Originally Posted by angel.white
Let R be the region in the first quadrant bounded by the curves y = x^3 and y = 2x-x^2. Calculate the following quantities.

(a) The area of R
(I did this already and got 37/12 units squared)

(b) The volume obtained by rotating R about the x-axis
(Having trouble with this one. I feel like I know what I'm doing, but can't seem to get a satisfactory answer. I split it into two integrals:
$V = \pi \int_0^1((2x-x^2)^2 -(x^3)^2)~dx + \pi\int_{-2}^0((x^3)^2 -(2x-x^2)^2) ~dx$

But the second integral keeps returning negative volume, and I don't understand why. I am pretty sure I put the correct function on top, and that I took it over the correct interval. :/ I could just switch the sign (and hope that I did everything else correctly, it's an even problem so don't know the answer) but I wouldn't have any idea why I was doing that other than the method I thought should work didn't.

(c) The volume obtained by rotating R about the y-axis
(haven't even attempted this yet, can't get past b)
you should have that $V=\pi\int_{-2}^{0}x^6-(2x-x^2)^2dx$ $+\pi\int_0^1{(2x-x^2)^2-x^6dx}$...is the volume $\frac{531\pi}{35}$?

3. Originally Posted by Mathstud28
you should have that $V=\pi\int_{-2}^{0}x^6-(2x-x^2)^2dx$ $+\pi\int_0^1{(2x-x^2)^2-x^6dx}$...is the volume $\frac{531\pi}{35}$?
I don't know, it's an even problem so the book doesn't say.

I have a theory, though: Since when x <1, y<1. This means that even though the function y=x^3 appears to be on top, it is actually the inner function (once they are flipped around the x-axis, it will be on the bottom. This means that I should be integrating outer - inner all the way along, and so I can do it with a single integral $\int_{-2}^1 ((2x-x^2)^2-(x^3)^2)~dx$

I am feeling pretty confident in this answer, it makes sense to me, and explains why the integral returned negative volume earlier (because I was taking the inner radius - the outer radius). I think I got confused because I was mixing concepts for areas with concepts for volumes.
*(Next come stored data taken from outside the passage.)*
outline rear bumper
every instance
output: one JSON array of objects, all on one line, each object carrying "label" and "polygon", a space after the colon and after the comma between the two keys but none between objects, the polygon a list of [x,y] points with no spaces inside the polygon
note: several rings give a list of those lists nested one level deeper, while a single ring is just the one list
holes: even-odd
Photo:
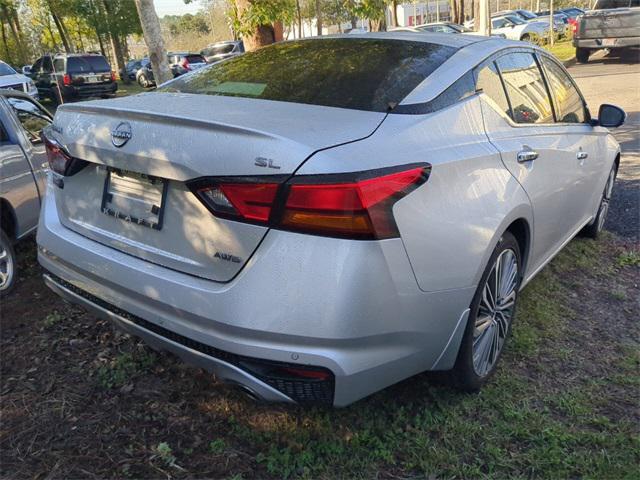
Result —
[{"label": "rear bumper", "polygon": [[[613,41],[613,44],[607,42]],[[623,37],[615,39],[607,38],[576,38],[573,39],[573,46],[577,48],[588,48],[598,50],[602,48],[630,48],[640,47],[640,37]]]},{"label": "rear bumper", "polygon": [[293,398],[238,367],[238,357],[326,369],[334,378],[327,403],[336,406],[424,370],[451,368],[475,290],[420,291],[400,239],[278,231],[234,280],[217,283],[67,229],[50,194],[38,244],[56,292],[267,400]]},{"label": "rear bumper", "polygon": [[90,98],[100,97],[102,95],[113,95],[118,90],[116,82],[83,85],[83,86],[65,86],[62,88],[62,95],[65,98]]}]

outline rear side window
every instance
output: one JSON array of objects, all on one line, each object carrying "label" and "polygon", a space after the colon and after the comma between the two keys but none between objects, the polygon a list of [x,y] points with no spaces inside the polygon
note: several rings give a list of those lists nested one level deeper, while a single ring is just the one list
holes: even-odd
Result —
[{"label": "rear side window", "polygon": [[502,87],[500,74],[493,63],[481,68],[477,72],[476,90],[482,90],[486,98],[493,103],[496,110],[511,116],[511,109],[507,101],[507,95]]},{"label": "rear side window", "polygon": [[431,43],[363,38],[282,42],[179,77],[158,91],[385,112],[455,52]]},{"label": "rear side window", "polygon": [[638,0],[598,0],[593,9],[607,10],[610,8],[627,8],[638,6],[640,6],[640,2]]},{"label": "rear side window", "polygon": [[584,123],[584,103],[575,85],[562,68],[546,56],[541,56],[553,95],[556,117],[560,123]]},{"label": "rear side window", "polygon": [[553,123],[553,110],[542,73],[531,53],[510,53],[498,58],[498,68],[516,123]]},{"label": "rear side window", "polygon": [[186,58],[189,63],[206,63],[202,55],[187,55]]},{"label": "rear side window", "polygon": [[56,58],[53,61],[53,68],[56,72],[64,72],[64,59]]},{"label": "rear side window", "polygon": [[67,71],[69,73],[108,72],[111,67],[102,56],[69,57]]}]

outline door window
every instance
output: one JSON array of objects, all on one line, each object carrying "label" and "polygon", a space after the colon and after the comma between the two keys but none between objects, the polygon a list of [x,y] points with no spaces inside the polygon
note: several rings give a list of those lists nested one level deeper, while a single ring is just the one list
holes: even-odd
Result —
[{"label": "door window", "polygon": [[554,99],[556,117],[560,123],[584,123],[586,121],[584,103],[571,78],[550,58],[541,55],[549,88]]},{"label": "door window", "polygon": [[553,123],[553,110],[542,73],[531,53],[510,53],[497,60],[516,123]]},{"label": "door window", "polygon": [[496,110],[506,116],[511,116],[507,95],[504,93],[500,74],[493,62],[482,67],[476,74],[476,90],[480,89],[494,104]]},{"label": "door window", "polygon": [[31,71],[33,73],[40,73],[41,67],[42,67],[42,58],[39,58],[38,60],[36,60],[36,63],[33,64],[33,67],[31,67]]},{"label": "door window", "polygon": [[56,72],[64,72],[64,59],[56,58],[53,61],[53,68]]},{"label": "door window", "polygon": [[34,145],[40,143],[40,132],[44,127],[51,124],[51,118],[48,113],[35,103],[23,98],[10,97],[7,100],[13,107],[13,111],[18,117],[18,121],[26,132],[29,141]]},{"label": "door window", "polygon": [[507,26],[507,21],[504,18],[498,18],[491,22],[491,28],[504,28]]}]

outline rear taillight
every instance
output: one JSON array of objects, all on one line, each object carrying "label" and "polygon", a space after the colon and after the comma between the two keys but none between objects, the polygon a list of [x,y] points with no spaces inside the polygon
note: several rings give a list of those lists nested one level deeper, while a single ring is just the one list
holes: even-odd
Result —
[{"label": "rear taillight", "polygon": [[114,72],[113,70],[111,70],[111,81],[112,82],[116,81],[116,72]]},{"label": "rear taillight", "polygon": [[393,205],[422,185],[431,167],[337,175],[200,179],[189,184],[216,216],[281,230],[376,240],[397,237]]},{"label": "rear taillight", "polygon": [[187,60],[186,58],[183,58],[183,59],[180,61],[180,66],[181,66],[182,68],[184,68],[185,70],[189,70],[189,69],[191,68],[191,67],[190,67],[190,65],[189,65],[189,60]]},{"label": "rear taillight", "polygon": [[58,175],[65,177],[75,175],[87,165],[86,161],[73,158],[58,142],[48,138],[44,133],[41,138],[47,150],[49,167]]},{"label": "rear taillight", "polygon": [[71,85],[71,75],[69,75],[68,73],[65,73],[62,76],[62,83],[67,86]]}]

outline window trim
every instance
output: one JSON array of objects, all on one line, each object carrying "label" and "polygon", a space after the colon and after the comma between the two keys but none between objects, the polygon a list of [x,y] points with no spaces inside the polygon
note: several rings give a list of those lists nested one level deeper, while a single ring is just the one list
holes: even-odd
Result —
[{"label": "window trim", "polygon": [[[547,55],[545,52],[541,52],[540,50],[537,50],[535,48],[506,46],[506,47],[498,50],[497,52],[493,52],[493,53],[487,55],[475,67],[473,67],[472,70],[476,70],[478,68],[482,68],[482,67],[486,66],[487,64],[489,64],[491,62],[496,62],[496,60],[498,58],[500,58],[500,57],[502,57],[504,55],[508,55],[510,53],[531,53],[531,54],[534,54],[534,55],[537,55],[537,54]],[[548,55],[548,56],[550,56],[550,55]],[[555,59],[553,59],[553,57],[551,57],[551,59],[556,61]],[[558,62],[556,61],[556,63],[558,63]],[[500,81],[502,83],[502,88],[504,89],[505,88],[504,80],[502,78],[502,73],[500,72],[500,69],[497,66],[497,63],[496,63],[496,68],[498,70],[498,74],[500,75]],[[564,70],[566,71],[566,68]],[[475,74],[474,74],[474,77],[475,77]],[[571,75],[569,75],[569,78],[571,78]],[[583,99],[583,102],[584,102],[584,95],[582,95],[582,92],[580,91],[580,89],[576,85],[576,83],[573,80],[573,78],[571,78],[571,81],[573,82],[574,86],[576,87],[576,90],[578,90],[578,93],[580,94],[580,97]],[[481,93],[481,92],[477,92],[477,93]],[[505,90],[505,95],[507,96],[507,102],[509,102],[509,105],[511,105],[511,100],[509,99],[509,95],[507,95],[506,90]],[[589,122],[591,122],[591,113],[589,112],[589,108],[586,106],[586,102],[584,102],[584,104],[585,104],[585,108],[587,109],[587,112],[589,113]],[[511,106],[509,108],[511,109]],[[496,110],[495,108],[493,110],[496,111],[502,118],[504,118],[506,120],[506,122],[509,124],[509,126],[512,127],[512,128],[531,128],[531,126],[543,127],[543,128],[545,128],[545,127],[556,127],[556,126],[572,126],[572,127],[593,126],[592,123],[555,123],[555,122],[554,123],[516,123],[516,122],[513,121],[513,119],[510,116],[505,115],[504,112],[500,112],[500,111]]]},{"label": "window trim", "polygon": [[[540,58],[539,62],[540,62],[540,66],[541,66],[541,70],[542,70],[543,76],[545,77],[545,81],[548,82],[546,67],[544,66],[544,64],[543,64],[543,62],[541,60],[544,57],[546,57],[547,60],[549,60],[550,62],[555,63],[556,66],[560,67],[560,70],[562,70],[562,72],[564,72],[564,74],[567,76],[567,78],[571,82],[571,85],[573,85],[573,88],[575,88],[576,92],[578,92],[578,96],[580,97],[580,101],[582,102],[582,109],[584,110],[584,122],[580,122],[580,123],[559,122],[557,117],[556,117],[555,124],[556,125],[565,125],[565,126],[570,126],[570,125],[573,125],[573,126],[577,126],[577,125],[592,125],[592,123],[591,123],[591,112],[589,111],[589,106],[587,105],[587,101],[584,99],[584,95],[582,95],[582,92],[578,88],[578,85],[576,84],[576,82],[573,79],[573,77],[571,76],[571,74],[569,74],[567,69],[564,67],[564,65],[562,65],[553,56],[548,55],[548,54],[546,54],[544,52],[536,51],[535,55],[536,55],[536,57]],[[555,104],[555,96],[553,95],[553,93],[551,94],[551,96],[553,98],[553,104]],[[555,105],[554,105],[554,111],[555,111]]]}]

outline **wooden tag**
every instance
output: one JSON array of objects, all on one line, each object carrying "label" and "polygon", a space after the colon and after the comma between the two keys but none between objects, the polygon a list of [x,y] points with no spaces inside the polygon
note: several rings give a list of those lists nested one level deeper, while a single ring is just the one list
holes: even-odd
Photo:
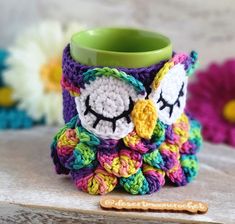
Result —
[{"label": "wooden tag", "polygon": [[147,200],[127,200],[122,198],[103,197],[100,200],[103,209],[156,212],[206,213],[208,205],[200,201],[156,202]]}]

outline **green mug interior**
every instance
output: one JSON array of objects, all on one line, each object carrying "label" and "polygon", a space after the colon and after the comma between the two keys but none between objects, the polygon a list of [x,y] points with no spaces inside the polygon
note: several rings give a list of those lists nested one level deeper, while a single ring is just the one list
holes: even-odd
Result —
[{"label": "green mug interior", "polygon": [[139,68],[171,58],[172,45],[162,34],[133,28],[97,28],[71,38],[74,60],[91,66]]}]

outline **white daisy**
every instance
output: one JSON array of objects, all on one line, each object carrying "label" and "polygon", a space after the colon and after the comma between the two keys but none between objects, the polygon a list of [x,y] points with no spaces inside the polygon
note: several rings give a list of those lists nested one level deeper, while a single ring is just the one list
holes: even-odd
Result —
[{"label": "white daisy", "polygon": [[14,99],[35,120],[62,124],[60,79],[63,48],[83,27],[45,21],[23,32],[10,47],[9,69],[3,74],[14,90]]}]

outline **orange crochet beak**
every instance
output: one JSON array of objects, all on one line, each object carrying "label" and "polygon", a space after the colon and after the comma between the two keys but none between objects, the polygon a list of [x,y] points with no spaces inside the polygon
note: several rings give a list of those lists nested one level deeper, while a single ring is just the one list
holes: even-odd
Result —
[{"label": "orange crochet beak", "polygon": [[150,139],[157,121],[157,110],[150,99],[138,100],[131,112],[135,131],[139,137]]}]

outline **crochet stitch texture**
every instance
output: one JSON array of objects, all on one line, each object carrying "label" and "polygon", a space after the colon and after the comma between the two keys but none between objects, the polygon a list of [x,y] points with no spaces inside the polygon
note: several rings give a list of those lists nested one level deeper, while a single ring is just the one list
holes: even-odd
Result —
[{"label": "crochet stitch texture", "polygon": [[71,175],[89,194],[118,186],[151,194],[166,179],[175,186],[194,180],[201,127],[184,107],[196,59],[192,52],[148,68],[94,68],[75,62],[67,46],[61,81],[66,125],[51,145],[56,172]]}]

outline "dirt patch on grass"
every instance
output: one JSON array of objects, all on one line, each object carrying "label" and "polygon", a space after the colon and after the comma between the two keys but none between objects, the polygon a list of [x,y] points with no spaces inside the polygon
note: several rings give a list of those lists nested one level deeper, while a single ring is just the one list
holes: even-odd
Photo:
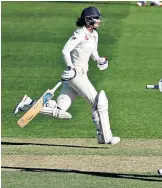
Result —
[{"label": "dirt patch on grass", "polygon": [[162,140],[124,139],[99,145],[95,139],[2,138],[2,170],[155,172],[162,165]]},{"label": "dirt patch on grass", "polygon": [[[121,156],[3,156],[2,166],[16,168],[69,169],[96,172],[153,172],[161,157]],[[16,169],[15,168],[15,169]],[[3,168],[2,168],[3,169]],[[5,169],[5,168],[4,168]]]}]

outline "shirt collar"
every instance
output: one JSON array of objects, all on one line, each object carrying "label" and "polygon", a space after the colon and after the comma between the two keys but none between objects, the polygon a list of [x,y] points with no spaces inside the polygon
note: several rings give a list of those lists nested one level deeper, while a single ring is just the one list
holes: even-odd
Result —
[{"label": "shirt collar", "polygon": [[83,27],[83,30],[86,35],[92,36],[94,34],[94,31],[93,32],[88,31],[88,29],[85,26]]}]

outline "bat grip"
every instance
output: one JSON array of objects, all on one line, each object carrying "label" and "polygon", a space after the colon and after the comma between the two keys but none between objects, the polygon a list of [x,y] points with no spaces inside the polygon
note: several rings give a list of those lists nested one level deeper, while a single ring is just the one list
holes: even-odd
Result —
[{"label": "bat grip", "polygon": [[55,85],[55,87],[52,89],[52,92],[54,93],[54,92],[61,86],[61,84],[62,84],[62,81],[59,81],[59,82]]},{"label": "bat grip", "polygon": [[53,89],[51,89],[51,91],[54,93],[54,92],[61,86],[61,84],[62,84],[63,81],[66,81],[66,80],[61,79],[61,80],[55,85],[55,87],[54,87]]}]

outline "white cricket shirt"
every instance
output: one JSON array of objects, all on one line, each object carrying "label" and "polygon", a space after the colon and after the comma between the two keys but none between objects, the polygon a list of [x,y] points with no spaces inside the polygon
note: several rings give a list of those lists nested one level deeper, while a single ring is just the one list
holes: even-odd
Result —
[{"label": "white cricket shirt", "polygon": [[87,72],[89,58],[99,59],[97,47],[98,33],[95,30],[90,32],[85,26],[75,30],[62,50],[66,65]]}]

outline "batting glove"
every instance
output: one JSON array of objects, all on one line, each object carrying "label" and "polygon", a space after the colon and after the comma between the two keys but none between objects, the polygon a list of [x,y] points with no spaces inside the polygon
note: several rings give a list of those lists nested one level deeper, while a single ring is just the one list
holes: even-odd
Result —
[{"label": "batting glove", "polygon": [[97,61],[97,67],[100,70],[105,70],[109,66],[109,62],[107,60],[107,57],[100,57],[99,60]]},{"label": "batting glove", "polygon": [[76,76],[76,70],[72,67],[67,67],[66,70],[62,73],[62,80],[69,81],[72,80]]}]

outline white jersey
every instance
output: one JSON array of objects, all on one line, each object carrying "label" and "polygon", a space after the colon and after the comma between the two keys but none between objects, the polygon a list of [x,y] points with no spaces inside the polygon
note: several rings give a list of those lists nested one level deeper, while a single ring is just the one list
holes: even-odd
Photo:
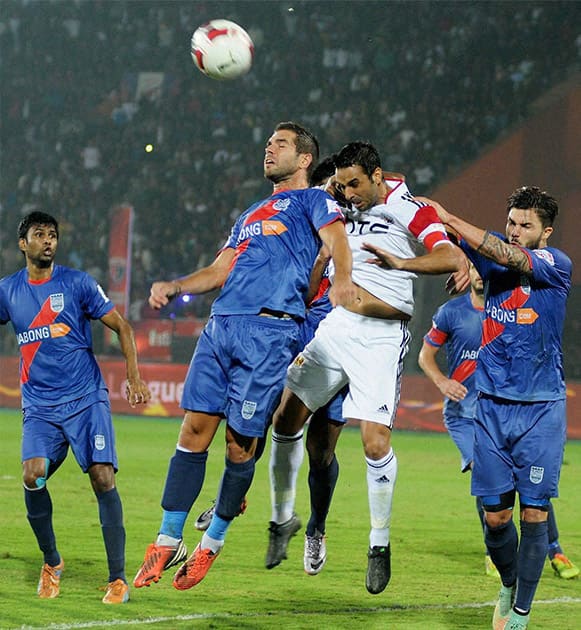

EDIT: For the last one, rotated about the y-axis, I got (63/10)*pi Does anyone have any way of checking whether this is correct?

4. Since they're asking for the first quadrant, we only need to integrate from 0 to 1.

Here are both methods for both axes.

Shells: $2{\pi}\int_{0}^{1}y(y^{\frac{1}{3}}-(1-\sqrt{1-y}))dy=\frac{41{\pi}}{105}$

Washers: ${\pi}\int_{0}^{1}\left[(2x-x^{2})^{2}-x^{6}\right]=\frac{41{\pi}}{105}dx$

Shells: $2{\pi}\int_{0}^{1}x(2x-x^{2}-x^{3})dx=\frac{13\pi}{30}$

Washers: ${\pi}\int_{0}^{1}\left[y^{\frac{2}{3}}-(1-\sqrt{1-y})^{2}\right]dy=\frac{13\pi}{30}$

5. Originally Posted by galactus
Since they're asking for the first quadrant, we only need to integrate from 0 to 1.
well . Why don't I ever read the instructions?

Thank you so much, you saved me from getting -2 points (we get negative points if we do the wrong problem)

Going back over it, I was able to get the same answers as you ^_^ I appreciate it, you've been very helpful today.